Tuesday, June 24, 2014

Natasha's Bathroom

Blog #2 – Natasha’s Bathroom


Natasha (not her real name) is a 7-year old girl with Muscular Dystrophy.  Her parents contacted Whiteley & Whiteley, because she was getting older and needed more privacy, including an accessible bathroom, so she could care for herself.  She shared a Jack & Jill bathroom with her sister and the area was cut-up into small spaces; we needed to open it up for the wheelchair.  The diagram below shows the original bathroom layout.

Our plan was to remove the wall between the lavatory area and the toilet/tub area, which provided additional room next to the toilet for accessibility.  We pushed the closet wall back, making the closet two feet deep and adding two feet to the area in front of the lavatory. We now had a five foot turning radius in front of the sink.  Next, we removed the existing vanity and replaced it with one especially designed to accommodate Natasha’s wheelchair.  Finally we widened the doorway from 2’-4” wide to a full 3’-0” and installed a pocket door.  Pocket doors are a good selection, because they slide out of the way, rather than swing through the travel area; however, the hardware used to pull the door closed is recessed into the door and can be difficult for someone with poor manual dexterity to operate.  My personal preference would have been double doors.  Double doors that enclose a 3’-0” opening only swing through 18” each and are easier to reach and open or close.  The diagram below shows the revised bathroom layout.  Note that the door to the sister’s lavatory remains for privacy.


These were the structural changes that we made to the bathroom.  Fortunately, in this case, none of the altered walls were load-bearing.  When removing walls, it is important that you consult a professional to ensure that the wall is not load-bearing – a wall that supports the end of a joist.  Removing a load bearing wall without re-designing the load distribution will cause serious structural damage and eventual failure.

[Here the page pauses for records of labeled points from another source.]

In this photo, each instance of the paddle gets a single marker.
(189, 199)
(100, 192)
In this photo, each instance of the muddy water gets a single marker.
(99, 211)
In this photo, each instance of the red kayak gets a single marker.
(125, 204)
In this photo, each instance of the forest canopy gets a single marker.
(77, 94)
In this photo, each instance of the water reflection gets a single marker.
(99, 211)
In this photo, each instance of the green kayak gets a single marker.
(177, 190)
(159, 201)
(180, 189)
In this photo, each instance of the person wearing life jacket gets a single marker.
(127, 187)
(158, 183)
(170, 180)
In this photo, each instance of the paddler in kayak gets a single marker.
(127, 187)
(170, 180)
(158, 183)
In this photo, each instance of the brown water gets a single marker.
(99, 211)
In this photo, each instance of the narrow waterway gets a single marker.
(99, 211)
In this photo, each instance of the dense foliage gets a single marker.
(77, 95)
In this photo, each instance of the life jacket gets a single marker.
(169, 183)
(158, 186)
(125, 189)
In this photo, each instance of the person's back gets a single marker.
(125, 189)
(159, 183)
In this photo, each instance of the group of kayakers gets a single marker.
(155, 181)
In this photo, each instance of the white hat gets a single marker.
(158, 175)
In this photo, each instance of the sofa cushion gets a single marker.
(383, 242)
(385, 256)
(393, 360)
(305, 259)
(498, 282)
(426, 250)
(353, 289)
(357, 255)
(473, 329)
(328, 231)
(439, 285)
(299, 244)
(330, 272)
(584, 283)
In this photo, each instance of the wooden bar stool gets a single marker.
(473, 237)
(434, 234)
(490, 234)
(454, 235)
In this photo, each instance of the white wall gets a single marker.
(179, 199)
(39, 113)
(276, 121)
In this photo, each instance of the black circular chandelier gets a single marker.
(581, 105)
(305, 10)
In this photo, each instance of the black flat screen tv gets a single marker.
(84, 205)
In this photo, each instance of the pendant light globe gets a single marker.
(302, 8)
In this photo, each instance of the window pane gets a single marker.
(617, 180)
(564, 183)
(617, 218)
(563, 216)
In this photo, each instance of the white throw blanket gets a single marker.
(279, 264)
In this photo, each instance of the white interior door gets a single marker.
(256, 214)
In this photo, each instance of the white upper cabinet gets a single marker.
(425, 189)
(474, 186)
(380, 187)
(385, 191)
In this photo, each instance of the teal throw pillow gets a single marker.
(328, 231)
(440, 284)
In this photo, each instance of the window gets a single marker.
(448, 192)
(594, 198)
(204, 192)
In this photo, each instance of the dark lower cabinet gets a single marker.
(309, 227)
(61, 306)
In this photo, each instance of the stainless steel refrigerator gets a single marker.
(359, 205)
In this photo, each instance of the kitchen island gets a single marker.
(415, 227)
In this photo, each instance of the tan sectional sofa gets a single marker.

Next week, we will discuss the details of Natasha’s vanity design, electrical issues, grab bar options and other unique features designed specifically for Natasha.

Tuesday, June 17, 2014

Introduction to Whiteley & Whiteley

Welcome to Whiteley & Whiteley’s new blog.  Who – or what – is Whiteley & Whiteley?  We are a home design firm that specializes in designs for special needs children and adults.  I am David Whiteley, the principal designer and I will be writing this blog with my wife, Diane, our creative consultant.

Our passion for special needs design began when my brother, Bill, slipped on the ice and broke his hip.  Although he lived in an expensive home in an exclusive neighborhood, he was unable to access the bathrooms with a wheelchair, because the doors were too narrow.  When I found out about his dilemma, I decided that all of my future home designs would be wheelchair adaptable; the hallways and doors would be wide enough to accommodate a wheelchair, and at least one bathroom would be accessible.  Then, a few years ago, I met a woman with a special needs child who explained the difficulties in finding an architect or designer who understood the nuances of designing for special needs.  Most are familiar with ADA, but special needs represent a much wider spectrum. I decided to learn as much as possible about designing fully functional homes for special needs.  To that end, I became a Certified Aging in Place Specialist (CAPS), attended special needs trade shows and participated in projects to design and build homes for special needs children and adults.

I am ready to begin sharing my knowledge, but more importantly, I hope that you will share yours.  I would like this to be an interactive blog where parents and children can discuss the challenges of designing a home for the special needs community.  I include “children” because I have found that special needs home design includes creating spaces for our aging parents, commonly referred to as mother-in-law suites.

I have a list of topics that I will cover, such as designing the most functional bathroom vanity or the different types of doors and their applications; however, we will also let the blog follow the thread of thoughts from the readers.  Enjoy.